上陽城郊,平日裏便人跡罕至,最多是些匆匆趕路去往城裏的過客。

此時“息隱咒”肆虐之下,更是只有秋風拂過的悲寂。

溫緋樂緊了緊李意言身上的披風,卻聞討厭的聲音自遠處傳來,“別來無恙!”

“隱龍使真是風采依舊!”溫緋樂不鹹不淡地說了一句。

不歸宗的弟子竟然也會被“息隱咒”感染,此事顯然超出了預料,荊遠客整個人都顯出了幾分疲態來。

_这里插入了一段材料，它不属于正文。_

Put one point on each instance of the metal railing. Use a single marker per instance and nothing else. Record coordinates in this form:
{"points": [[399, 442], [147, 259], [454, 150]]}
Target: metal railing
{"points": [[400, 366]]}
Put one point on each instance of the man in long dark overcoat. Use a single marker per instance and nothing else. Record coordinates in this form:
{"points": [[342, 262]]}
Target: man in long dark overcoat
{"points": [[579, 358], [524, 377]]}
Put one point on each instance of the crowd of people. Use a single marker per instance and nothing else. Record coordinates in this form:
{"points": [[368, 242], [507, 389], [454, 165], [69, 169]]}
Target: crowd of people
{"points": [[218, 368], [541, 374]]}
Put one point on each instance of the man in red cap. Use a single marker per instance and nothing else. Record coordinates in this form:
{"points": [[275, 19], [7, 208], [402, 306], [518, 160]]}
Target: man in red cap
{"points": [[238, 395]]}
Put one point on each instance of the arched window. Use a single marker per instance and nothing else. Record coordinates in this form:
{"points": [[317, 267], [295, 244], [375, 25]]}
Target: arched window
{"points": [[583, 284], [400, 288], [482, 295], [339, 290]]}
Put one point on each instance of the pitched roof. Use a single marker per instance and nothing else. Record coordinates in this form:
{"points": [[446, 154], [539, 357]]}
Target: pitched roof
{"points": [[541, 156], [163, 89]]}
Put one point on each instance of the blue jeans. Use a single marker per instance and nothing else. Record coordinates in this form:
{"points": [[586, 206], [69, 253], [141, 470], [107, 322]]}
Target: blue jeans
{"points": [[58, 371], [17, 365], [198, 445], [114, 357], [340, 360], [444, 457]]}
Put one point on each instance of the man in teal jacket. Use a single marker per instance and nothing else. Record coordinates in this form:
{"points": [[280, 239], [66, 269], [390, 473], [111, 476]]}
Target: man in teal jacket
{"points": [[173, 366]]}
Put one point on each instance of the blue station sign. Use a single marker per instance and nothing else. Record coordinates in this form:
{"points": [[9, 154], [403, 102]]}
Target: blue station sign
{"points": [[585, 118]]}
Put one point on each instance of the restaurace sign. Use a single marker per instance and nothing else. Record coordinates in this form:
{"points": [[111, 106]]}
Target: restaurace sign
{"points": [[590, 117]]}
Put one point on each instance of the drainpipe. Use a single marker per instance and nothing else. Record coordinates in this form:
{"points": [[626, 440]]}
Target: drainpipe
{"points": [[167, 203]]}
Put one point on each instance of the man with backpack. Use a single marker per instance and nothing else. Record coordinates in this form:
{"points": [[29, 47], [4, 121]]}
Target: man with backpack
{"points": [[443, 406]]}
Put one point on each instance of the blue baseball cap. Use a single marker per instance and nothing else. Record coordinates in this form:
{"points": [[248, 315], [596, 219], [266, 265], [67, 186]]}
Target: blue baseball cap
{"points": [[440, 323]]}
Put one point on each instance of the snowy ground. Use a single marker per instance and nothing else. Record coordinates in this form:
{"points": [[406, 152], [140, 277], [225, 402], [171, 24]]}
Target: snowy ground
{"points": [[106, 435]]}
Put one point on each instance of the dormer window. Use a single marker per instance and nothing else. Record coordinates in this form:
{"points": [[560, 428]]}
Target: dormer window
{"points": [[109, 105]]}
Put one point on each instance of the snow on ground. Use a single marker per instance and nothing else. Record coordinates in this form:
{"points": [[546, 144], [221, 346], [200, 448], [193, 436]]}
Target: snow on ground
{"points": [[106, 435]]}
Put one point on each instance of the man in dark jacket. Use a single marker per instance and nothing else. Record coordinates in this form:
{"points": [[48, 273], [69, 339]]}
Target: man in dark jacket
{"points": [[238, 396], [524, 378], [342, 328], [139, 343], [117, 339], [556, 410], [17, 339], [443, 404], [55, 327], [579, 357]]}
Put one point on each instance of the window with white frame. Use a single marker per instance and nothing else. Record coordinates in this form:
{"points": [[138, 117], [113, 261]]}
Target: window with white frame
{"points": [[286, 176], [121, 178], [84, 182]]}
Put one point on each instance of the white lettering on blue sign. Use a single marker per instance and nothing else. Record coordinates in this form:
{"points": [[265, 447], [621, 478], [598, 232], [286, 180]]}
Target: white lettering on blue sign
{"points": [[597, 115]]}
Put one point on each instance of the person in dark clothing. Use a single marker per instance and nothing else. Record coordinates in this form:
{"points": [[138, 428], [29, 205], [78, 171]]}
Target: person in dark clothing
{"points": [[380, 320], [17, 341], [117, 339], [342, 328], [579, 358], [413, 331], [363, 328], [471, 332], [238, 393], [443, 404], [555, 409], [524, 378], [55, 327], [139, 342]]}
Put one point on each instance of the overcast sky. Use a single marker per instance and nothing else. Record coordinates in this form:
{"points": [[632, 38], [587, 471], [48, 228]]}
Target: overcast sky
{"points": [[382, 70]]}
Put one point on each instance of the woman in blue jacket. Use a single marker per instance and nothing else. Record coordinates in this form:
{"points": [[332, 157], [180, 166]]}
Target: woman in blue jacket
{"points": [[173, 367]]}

聞言,荊遠客翻了個白眼,決定不跟小輩計較,端詳了兩眼李意言的臉色。

“先前給你的藥可吃了?”

李意言微微點頭。

“怎麽還這樣……”荊遠客嘆口氣。

“先說正事要緊。”

荊遠客沒好氣:“你就是正事!”

他隨意尋了塊大石坐下:“聽完你得跟我回去,你的身體不能再拖了!”

“那我便不聽了!本來也沒有緣分!”李意言轉身。

“嘿!李意言你小子!你的藥術可有一半得算是家傳淵源!”

李意言停步回頭,說出自己真實的打算:“不若我們做個交易?不歸宗應該被賀悉觀擺了一道吧,我猜蘭香神女制不出‘息隱咒’的解藥。你把配方和身世告訴我,我或可一試。”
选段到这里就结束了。